DK Arts & Entertainment: Painting
Painting is the art of creating pictures by applying color to a surface. Paintings can record events; capture a likeness of a person, place, or object; tell stories; decorate walls; and illustrate texts. Paintings can express emotions and ideas, or simply be enjoyed for their beauty.
Paint is made by mixing a pigment (colored powder) with a medium (liquid substance) such as water. Egg is the medium for tempera painting, linseed oil for oil painting, and acrylic resin for acrylic painting. In fresco wall paintings, pigments are applied to wet plaster. Watercolors are made by mixing pigments with a water-soluble binder such as gum.
Some 20,000 years ago, early humans ground up earth, charcoal, and minerals, and used the colored powders to create images on cave walls. Sometimes the powders were mixed with saliva or animal fat to form a fluid, which was blown through reeds, or applied with fingers. The first paintings were of hunting scenes.
Some artists paint aspects of the visible world, such as people, landscapes, still-lifes of tableware, fruit, and flowers, or scenes from history, literature, and the imagination. Such paintings are realistic—they look like something real. Other paintings are abstract—they are not supposed to look like anything from the real world, but use colors, shapes, and lines to express feelings, moods, or ideas.

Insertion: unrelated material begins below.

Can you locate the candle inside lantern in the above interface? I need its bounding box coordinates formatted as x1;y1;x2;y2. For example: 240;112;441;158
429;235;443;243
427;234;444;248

Table 35. KEY SCHOOLS OF PAINTING
SCHOOL | CENTURY | KEY WORKS |
---|---|---|
Gothic | 13th–15th | The Annunciation, Simone Martini |
Renaissance | 14th–16th | The Arnolfini Marriage , van Eyck School of Athens, Raphael |
Baroque | 17th–18th | The Descent from the Cross, Rubens |
Rococo | 17th–18th | The Swing, Fragonard |
Neoclassicism | 18th–19th | The Oath of the Horatii , David |
Romanticism | 18th–19th | The Raft of the Medusa, Géricault |
Impressionism & Post-Impressionism | Late 19th | Dance at the Moulin de la Galette, Renoir; Mont Ste Victoire, Cezanne |
Cubism | 20th | Les Demoiselles d’Avignon, Picasso |
Since paintings are two-dimensional (flat) and the real world is three-dimensional, artists use methods such as perspective to create the illusion that painted objects are real. One form of illusionism is sotto in sù, Italian for “from below upward.” Used on ceilings, it shows objects from below so that they appear to exist above the viewer’s head.
In painting, perspective is a system for representing three-dimensional space on a flat surface. In the real world, objects seem to be smaller the farther away they are from the viewer, and parallel lines appear to converge (meet). Perspective mimics this.
Perspective was developed in the Italian Renaissance by two painters, Leon Battista Alberti (1404–1472) and Filippo Brunelleschi (1377–1446). They created a mathematical system and experimented with it. Before the invention of perspective, artists could not accurately represent how objects looked in space. Now they could paint a consistent, convincing illusion.
The vanishing point is the spot where lines that would be parallel in reality appear to converge in the distance on the painting’s horizon line (where the sky meets the land). As the converging lines move inward toward the vanishing point, they lead the viewer’s eye into the picture’s imaginary depth. By focusing on the tiny figure on the road, just beneath the vanishing point, the viewer feels it is almost possible to step into the painted landscape.